Deallocate Functions

These functions free the memory assigned to the specified gate or barrier variable. These functions have the following declarations:

int free_gate(gate_t *gate_p);

int free_barrier(barrier_t, *barrier_p);

where gate_p and barrier_p are pointers of the indicated type. Always free gates and barriers when you are done using them.

 


Locking Functions

These functions acquire a gate for exclusive access. If the gate cannot be immediately acquired, the calling thread waits for it. The conditional locking functions, which are prefixed with COND_ or cond_, acquire a gate if doing so does not require a wait. If the gate is acquired, the functions return 0; if not, they return -1.

The functions have the following declarations:

int lock_gate(gate_t *gate_p);

int cond_lock_gate(gate_t *gate_p);

where gate_p is a pointer of the indicated type.


Unlocking Function

This function releases a gate from exclusive access. Gates are typically released by the thread that locks them, unless a gate was locked by thread 0 in serial code. In that case it might be unlocked by single different thread in a parallel construct.

The function has the following declaration:

int unlock_gate(gate_t *gate_p);

where gate_p is a pointer of the indicated type.


Wait Function

This function uses a barrier to cause the calling thread to wait until the specified number of threads call the function, at which point all threads are released from the function simultaneously.
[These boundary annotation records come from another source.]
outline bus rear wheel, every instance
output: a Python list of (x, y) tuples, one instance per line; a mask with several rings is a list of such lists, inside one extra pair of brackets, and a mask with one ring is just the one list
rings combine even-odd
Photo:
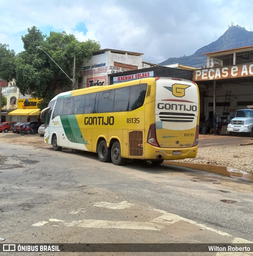
[(106, 142), (105, 140), (102, 140), (98, 147), (98, 159), (100, 162), (107, 162), (111, 160), (111, 148), (107, 147)]
[(126, 159), (121, 157), (120, 144), (119, 141), (115, 141), (111, 147), (111, 160), (115, 165), (123, 165), (126, 162)]
[(60, 151), (62, 150), (62, 147), (58, 146), (57, 143), (57, 137), (56, 136), (54, 136), (53, 138), (53, 149), (55, 151)]

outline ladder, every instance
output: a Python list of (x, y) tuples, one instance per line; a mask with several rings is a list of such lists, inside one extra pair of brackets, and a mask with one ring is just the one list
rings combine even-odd
[[(229, 102), (230, 99), (230, 95), (231, 94), (231, 91), (227, 91), (227, 94), (226, 94), (226, 98), (225, 99), (225, 103)], [(225, 104), (224, 105), (224, 108), (223, 110), (223, 114), (224, 115), (227, 115), (228, 111), (229, 104)]]

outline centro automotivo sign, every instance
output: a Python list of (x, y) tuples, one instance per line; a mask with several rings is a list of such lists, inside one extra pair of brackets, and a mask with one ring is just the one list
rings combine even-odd
[(253, 64), (219, 67), (193, 71), (193, 81), (208, 81), (253, 76)]

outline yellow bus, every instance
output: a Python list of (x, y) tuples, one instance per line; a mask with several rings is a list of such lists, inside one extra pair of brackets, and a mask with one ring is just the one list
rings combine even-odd
[(96, 152), (117, 165), (127, 159), (194, 158), (198, 142), (199, 93), (193, 82), (147, 78), (61, 93), (43, 109), (45, 143)]

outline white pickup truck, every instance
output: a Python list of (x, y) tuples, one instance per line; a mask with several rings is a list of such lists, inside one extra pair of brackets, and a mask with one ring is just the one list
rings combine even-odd
[(253, 137), (253, 106), (247, 107), (236, 111), (235, 117), (228, 125), (227, 131), (230, 134), (236, 135), (240, 132), (247, 132)]

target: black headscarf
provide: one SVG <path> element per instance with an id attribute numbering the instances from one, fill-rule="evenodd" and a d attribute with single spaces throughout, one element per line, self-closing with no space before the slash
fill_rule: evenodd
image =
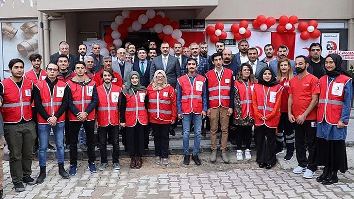
<path id="1" fill-rule="evenodd" d="M 336 68 L 334 68 L 334 70 L 329 71 L 328 71 L 328 70 L 327 70 L 327 68 L 326 68 L 325 67 L 324 69 L 326 69 L 326 73 L 327 75 L 330 77 L 332 77 L 337 76 L 340 75 L 340 74 L 343 74 L 344 75 L 346 75 L 351 78 L 353 78 L 352 75 L 350 75 L 346 71 L 346 69 L 343 67 L 343 60 L 342 59 L 342 57 L 340 57 L 340 56 L 336 54 L 328 54 L 324 58 L 324 61 L 326 61 L 326 60 L 328 57 L 330 57 L 332 58 L 332 59 L 333 59 L 333 61 L 334 62 L 334 65 L 336 65 Z"/>
<path id="2" fill-rule="evenodd" d="M 272 78 L 270 78 L 270 81 L 268 82 L 266 81 L 264 79 L 263 79 L 263 74 L 267 70 L 270 71 L 270 74 L 272 74 Z M 258 80 L 258 83 L 260 84 L 268 87 L 272 87 L 276 85 L 276 84 L 279 84 L 279 82 L 276 81 L 276 77 L 274 76 L 273 74 L 274 74 L 273 73 L 273 70 L 272 70 L 272 68 L 269 67 L 265 67 L 262 68 L 262 70 L 260 70 L 260 79 Z"/>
The functions have the following declarations:

int wait_barrier(barrier_t *barrier_p, const int *nthr);

where barrier_p is a pointer of the indicated type and nthr is a pointer referencing the number of threads calling the routine.

You can use a barrier variable in multiple calls to the wait() function, as long as you ensure that two barriers are not active at the same time. Also, check that nthr reflects the correct number of threads.